Other questionable items include the "Cherry Fondue", which is "extremely nasty" but not worthy of prosecution; "Ram's Bladder Cup", made from "fresh Cornish ram's bladder, emptied, steamed, flavoured with sesame seeds whipped into a fondant and garnished with lark's vomit"; "Cockroach Cluster"; "Anthrax Ripple"; and "Spring Surprise", chocolate wrapped around two stainless steel bolts that "spring out and plunge straight through both [of the victim's] cheeks". At the end of the scene Milton is arrested, and the Superintendent, who has been vomiting during the entire conversation (having sampled the Crunchy Frog and some of the others), faces the camera and warns the public to "take more care when buying its sweeties".

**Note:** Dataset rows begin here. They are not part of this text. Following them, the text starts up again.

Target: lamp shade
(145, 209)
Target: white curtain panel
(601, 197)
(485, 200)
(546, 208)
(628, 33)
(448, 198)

A later sketch in the same episode features a North American Indian, played in stereotypical fashion by Eric Idle, eating a Crunchy Frog and indicating approval.

== Stage and film ==
The film Monty Python Live at the Hollywood Bowl also contains a performance of this sketch, with Chapman as the Inspector and Terry Gilliam as his assistant. The assistant is now called Constable Parrot, and while he too periodically leaves the room to fight off his nausea, he remains onstage during his last attack of sickness and vomits into his helmet, which his superior then orders him to put back on his head. (Gilliam filled his mouth with cold beef stew when he ran off stage during the scene.)

The Monty Python Live (Mostly) stage show featured a similar performance, with some small changes to the dialogue – such as, the Ram's Bladder Cup sweet is now described as having been garnished with mouse faeces rather than lark's vomit – and with Cleese as the Inspector. Jones, who was then in the early stages of frontal lobe dementia, read some of his dialogue from the insert cards in the chocolate box. The televised 20 July 2014 performance includes some fluffs and corpsing, and a moment in which Cleese takes a card from Jones and reads his line for him before announcing, "This is me now", and continues with his own line.

== Other appearances ==
- In Monty Python's Big Red Book there is a page designed as a chocolate box insert, with descriptions of all the sweets in the Whizzo Quality Assortment.
- In J. K. Rowling's Harry Potter series, two kinds of sweets seen eaten by the characters are Chocolate Frogs and Cockroach Clusters.
- In Blizzard Entertainment's popular World of Warcraft, Crunchy Frog can be bought as food at the Darkmoon Faire, a travelling carnival.
- The name of the sketch was the inspiration for the name of the Danish indie record label Crunchy Frog Records.